Comment cela se passe ?

Tout d’abord, la décision d’arrêt de production est prise, puis, un temps après, il est effectivement arrêté. Pendant une période de transition d’environ 3 ans, il faut alors décharger le combustible et vidanger les circuits. On commence aussi à nettoyer les installations. Au bout de 3 ans environ est pris le décret de mise à l’arrêt définitif. Cette phase est le « niveau I » selon l’AIEA. Ensuite, c’est le début du démantèlement à proprement parler: on déconstruit les installations en partant des bâtiments extérieurs. C’est le niveau II. Enfin, on démantèle le bâtiment réacteur. C’est le niveau III.

En France, chaque étape est contrôlée par l’Autorité de Sûreté Nucléaire. Une fois que tout est fini, l’installation est « déclassée », c’est-à-dire qu’elle n’est plus une installation nucléaire.

L’ASN résume la tâche:

« Le retour d’expérience des opérations de démantèlement effectuées en France montre qu’il n’existe pas, aujourd’hui, d’obstacle technique rédhibitoire au démantèlement des installations. Il s’agit cependant d’opérations de très longue haleine, qui constituent des défis en matière de gestion de projets, de maintien des compétences nécessaires et de coordination des différents travaux. »

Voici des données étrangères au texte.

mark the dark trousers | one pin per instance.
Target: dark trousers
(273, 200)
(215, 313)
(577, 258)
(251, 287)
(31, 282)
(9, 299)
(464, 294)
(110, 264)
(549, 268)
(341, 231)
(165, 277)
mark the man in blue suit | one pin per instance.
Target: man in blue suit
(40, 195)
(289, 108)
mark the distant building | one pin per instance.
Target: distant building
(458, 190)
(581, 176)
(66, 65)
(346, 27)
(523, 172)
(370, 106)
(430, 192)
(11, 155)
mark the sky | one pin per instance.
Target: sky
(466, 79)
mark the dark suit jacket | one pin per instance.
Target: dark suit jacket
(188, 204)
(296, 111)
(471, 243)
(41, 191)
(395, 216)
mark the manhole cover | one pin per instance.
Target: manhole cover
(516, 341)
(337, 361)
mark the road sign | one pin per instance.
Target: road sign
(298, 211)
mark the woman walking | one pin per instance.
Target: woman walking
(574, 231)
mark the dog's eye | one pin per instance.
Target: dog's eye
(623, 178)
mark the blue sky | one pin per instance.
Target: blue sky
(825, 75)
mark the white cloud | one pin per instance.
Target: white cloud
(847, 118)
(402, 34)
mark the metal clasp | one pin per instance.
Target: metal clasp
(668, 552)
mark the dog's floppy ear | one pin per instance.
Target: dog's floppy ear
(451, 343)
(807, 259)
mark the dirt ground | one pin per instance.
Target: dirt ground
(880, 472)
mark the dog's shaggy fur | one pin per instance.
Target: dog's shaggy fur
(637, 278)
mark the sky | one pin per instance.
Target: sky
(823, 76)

https://www.asn.fr/l-asn-informe/dossiers-pedagogiques/le-demantelement-des-installations-nucleaires

Combien ça coute ?

Un démantèlement coute des sommes très importantes, qui doivent être provisionnées par l’exploitant.

Orano estime à 15 ans la durée moyenne de démantèlement d’un réacteur et entre 500 et 700 millions son prix.

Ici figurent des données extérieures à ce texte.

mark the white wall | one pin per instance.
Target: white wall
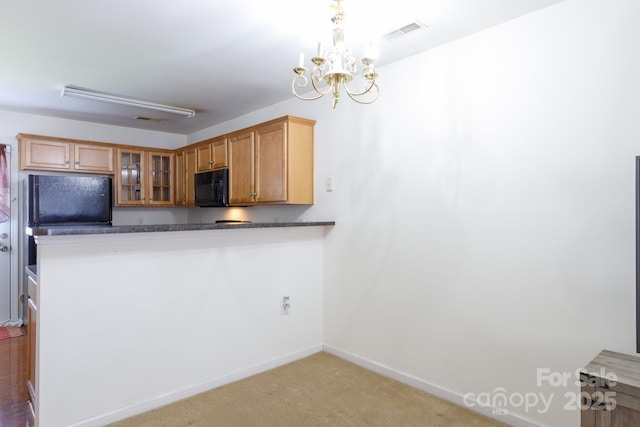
(484, 206)
(131, 322)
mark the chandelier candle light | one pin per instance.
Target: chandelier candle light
(335, 68)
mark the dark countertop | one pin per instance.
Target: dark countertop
(120, 229)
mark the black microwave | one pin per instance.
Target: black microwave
(212, 188)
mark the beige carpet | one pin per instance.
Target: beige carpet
(320, 390)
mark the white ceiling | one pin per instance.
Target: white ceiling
(223, 58)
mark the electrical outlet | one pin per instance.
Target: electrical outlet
(329, 184)
(286, 305)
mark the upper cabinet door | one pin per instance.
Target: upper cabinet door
(271, 163)
(130, 181)
(94, 158)
(241, 190)
(43, 154)
(161, 191)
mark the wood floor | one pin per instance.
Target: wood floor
(13, 382)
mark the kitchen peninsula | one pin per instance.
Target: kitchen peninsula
(133, 317)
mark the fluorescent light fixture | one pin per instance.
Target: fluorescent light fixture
(79, 92)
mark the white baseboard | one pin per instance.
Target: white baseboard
(513, 419)
(162, 400)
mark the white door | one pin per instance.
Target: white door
(5, 236)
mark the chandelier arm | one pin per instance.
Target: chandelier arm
(368, 89)
(303, 82)
(316, 76)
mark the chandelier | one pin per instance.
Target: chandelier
(334, 68)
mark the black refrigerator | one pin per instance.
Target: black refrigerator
(65, 201)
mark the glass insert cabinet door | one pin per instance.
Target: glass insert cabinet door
(131, 185)
(161, 178)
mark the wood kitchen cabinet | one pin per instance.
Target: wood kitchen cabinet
(65, 155)
(272, 163)
(32, 330)
(185, 170)
(145, 178)
(610, 391)
(212, 155)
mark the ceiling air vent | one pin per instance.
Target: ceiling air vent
(409, 28)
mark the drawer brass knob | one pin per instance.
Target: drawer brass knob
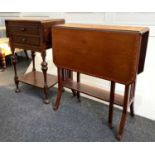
(22, 29)
(23, 39)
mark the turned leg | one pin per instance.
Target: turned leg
(124, 113)
(33, 60)
(132, 95)
(78, 80)
(15, 70)
(112, 96)
(27, 57)
(60, 88)
(44, 70)
(71, 77)
(3, 61)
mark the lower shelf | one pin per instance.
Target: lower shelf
(93, 91)
(35, 78)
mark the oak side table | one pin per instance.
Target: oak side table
(34, 35)
(113, 53)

Le cout total du démantèlement de 58 réacteurs actuels, incluant la gestion des déchets radioactifs, serait de 60 milliards d’euros.(source) En même temps « Le coût de la déconstruction d’un réacteur à eau pressurisée (REP) est estimé entre 350 et 400 millions d’euros. » (EDF) Pour cette dernière estimation, il est possible que réacteur ne signifie pas centrale. Le même montant est estimé pour les réacteurs américains.

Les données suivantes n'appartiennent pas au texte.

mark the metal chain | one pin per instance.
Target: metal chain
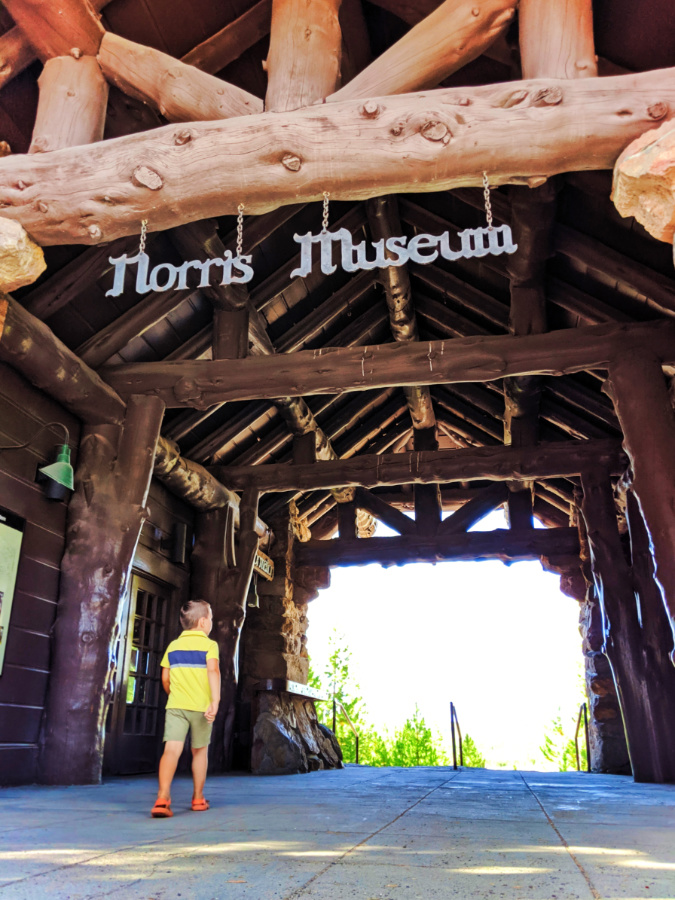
(324, 223)
(240, 228)
(144, 230)
(488, 204)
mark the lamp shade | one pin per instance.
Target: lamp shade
(58, 475)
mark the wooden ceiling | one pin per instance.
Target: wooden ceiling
(602, 269)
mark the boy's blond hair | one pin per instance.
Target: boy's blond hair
(192, 611)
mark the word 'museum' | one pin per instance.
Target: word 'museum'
(394, 251)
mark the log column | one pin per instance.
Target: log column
(105, 518)
(649, 736)
(286, 736)
(223, 580)
(72, 105)
(609, 752)
(638, 389)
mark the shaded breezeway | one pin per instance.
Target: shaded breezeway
(364, 833)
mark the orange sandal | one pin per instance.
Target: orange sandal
(161, 809)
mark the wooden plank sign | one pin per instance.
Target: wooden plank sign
(264, 566)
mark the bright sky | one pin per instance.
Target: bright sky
(500, 641)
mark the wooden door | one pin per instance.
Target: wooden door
(136, 719)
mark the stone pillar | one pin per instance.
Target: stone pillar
(609, 753)
(286, 735)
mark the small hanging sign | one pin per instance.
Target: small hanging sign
(394, 251)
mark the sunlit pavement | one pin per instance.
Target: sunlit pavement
(385, 834)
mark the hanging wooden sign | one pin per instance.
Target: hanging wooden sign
(395, 251)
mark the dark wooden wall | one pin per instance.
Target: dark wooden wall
(23, 684)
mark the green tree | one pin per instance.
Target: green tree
(558, 747)
(416, 745)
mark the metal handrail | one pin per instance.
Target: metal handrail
(583, 712)
(454, 722)
(336, 703)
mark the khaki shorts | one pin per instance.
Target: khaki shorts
(179, 721)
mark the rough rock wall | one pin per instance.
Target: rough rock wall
(287, 738)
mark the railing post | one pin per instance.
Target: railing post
(452, 730)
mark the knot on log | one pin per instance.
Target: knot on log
(370, 109)
(291, 162)
(657, 110)
(436, 131)
(145, 177)
(513, 98)
(548, 97)
(186, 389)
(183, 137)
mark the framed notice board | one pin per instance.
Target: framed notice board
(11, 535)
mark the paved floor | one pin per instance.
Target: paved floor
(370, 834)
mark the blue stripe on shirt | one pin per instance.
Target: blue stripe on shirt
(188, 659)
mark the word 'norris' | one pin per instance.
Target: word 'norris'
(397, 251)
(165, 277)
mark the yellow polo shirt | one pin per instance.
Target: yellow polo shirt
(186, 658)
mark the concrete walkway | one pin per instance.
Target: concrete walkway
(370, 834)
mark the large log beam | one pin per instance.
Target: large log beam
(31, 348)
(560, 460)
(454, 34)
(423, 142)
(201, 383)
(303, 64)
(181, 93)
(508, 546)
(644, 184)
(72, 106)
(57, 27)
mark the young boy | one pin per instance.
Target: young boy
(191, 678)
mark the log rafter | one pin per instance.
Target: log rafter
(200, 384)
(198, 171)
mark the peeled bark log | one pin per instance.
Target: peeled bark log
(31, 348)
(57, 27)
(556, 39)
(200, 384)
(303, 64)
(179, 92)
(72, 106)
(436, 141)
(193, 484)
(644, 182)
(638, 388)
(16, 54)
(104, 523)
(454, 34)
(560, 460)
(507, 546)
(21, 261)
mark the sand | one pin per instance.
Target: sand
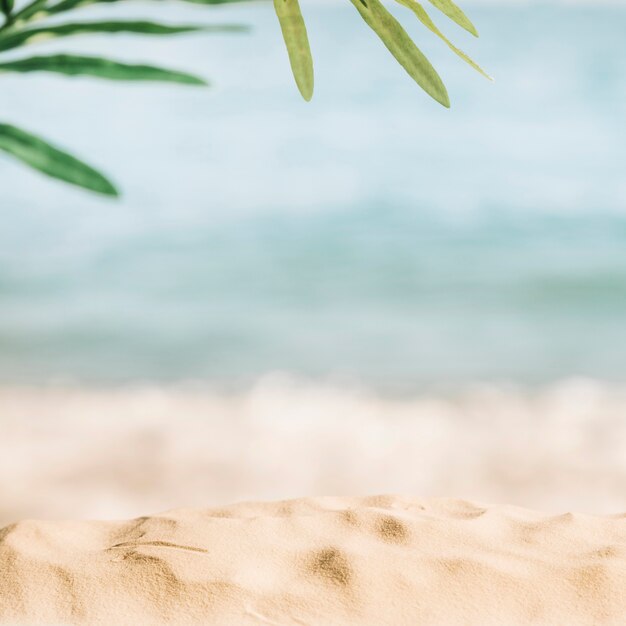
(96, 453)
(375, 560)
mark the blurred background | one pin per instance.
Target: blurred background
(365, 293)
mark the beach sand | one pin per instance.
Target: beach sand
(375, 560)
(89, 453)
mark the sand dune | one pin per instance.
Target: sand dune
(376, 560)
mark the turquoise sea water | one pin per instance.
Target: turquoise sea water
(369, 236)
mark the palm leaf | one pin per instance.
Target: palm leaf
(71, 65)
(424, 18)
(48, 159)
(14, 39)
(454, 12)
(297, 42)
(403, 49)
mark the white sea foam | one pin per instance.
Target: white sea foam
(116, 453)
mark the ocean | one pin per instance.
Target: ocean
(370, 238)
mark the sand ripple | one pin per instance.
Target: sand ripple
(376, 560)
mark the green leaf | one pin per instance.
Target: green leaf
(403, 49)
(41, 156)
(424, 18)
(101, 68)
(33, 35)
(41, 7)
(297, 41)
(7, 6)
(447, 7)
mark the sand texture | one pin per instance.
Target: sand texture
(376, 560)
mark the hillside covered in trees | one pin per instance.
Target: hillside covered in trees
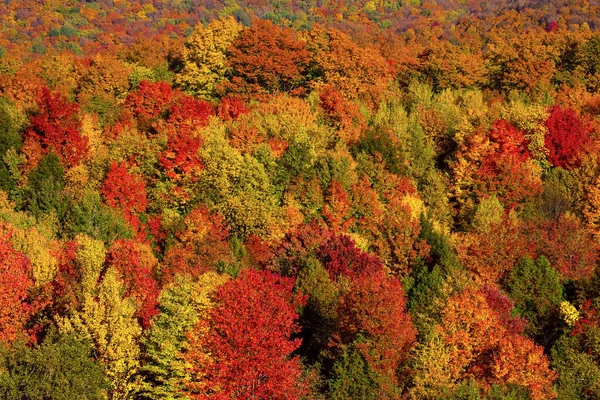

En France, les lourdeurs administratives de l’opération semblent être un facteur de coût important. Le cout est également relevé par le fait que la France a choisi le « démantèlement immédiat ». Il est aussi possible de laisser les installations perdre leur radioactivité.

Combien de déchets cela produit ?

Cela varie selon les installations. Pour Fessenheim, EDF estime les déchets à 380 000 tonnes, dont 18 000 « radioactives », dont 65% de déchets TFA, 35% de déchets FMA-VC et moins de 1% de déchets à moyenne activité (MAVL). (Source)

II. Le démantèlement: un marché mondial

De nombreux réacteurs dans le monde doivent être démantelés. C’est un marché mondial de grande envergure et qui va se développer: 65% des 450 réacteurs nucléaires produisant de l’électricité dans le monde fin 2018 fonctionnent depuis plus de 30 ans.

Le groupe français Orano est spécialiste mondial du démantèlement. Pour couvrir le marché américain (12 réacteurs), il s’est notamment associé à une entreprise de démolition, NorthStar, pour former une joint venture, « Accelerated Decommissioning Partners« .

A l’international, EDF commercialise la déconstruction et gestion des déchets par une filiale, Cyclife.

Découpes du réacteur de Vermont Yankee (Etats-Unis) par Orano. https://twitter.com/W_Nuclear_News/status/1603077333228961792

III. Le démantèlement, un secteur d’innovation

Le secteur du démantèlement des centrales nucléaires est particulièrement actif en termes d’innovations. Il y a tout d’abord deux filiales de grands énergéticiens, qui rassemblent leurs activités sur cette thématique, ainsi que celle du traitement des déchets radioactifs, qui sont très proches:

Il y a de nombreux projets spécifiques dédiés à démanteler les centrales de manière plus efficace et sécure:

  • Graphitech, cofondée par Veolia Nuclear Solutions et Cyclife, a pour objet de développerdes méthodes pour démanteler les réacteurs au graphite.

Il y a aussi des projets européens sur cette thématique:

  • INNO4GRAPH, projet de 3.8 Mn d’euros pour concevoir “des modélisations 3D de scénarios de démantèlement ainsi que des outils de mesure des propriétés mécaniques et physiques” pour démanteler les réacteurs au graphites, outils qui seront testés sur une maquette grandeur nature.
  • CLEANDEM est un projet européen porté par 11 organisations, principalement françaises et italiennes, développant un robot pouvant enregistrer précisément la radioactivité, permettant ainsi de limiter l’exposition des agents et de modéliser fidèlement la zone.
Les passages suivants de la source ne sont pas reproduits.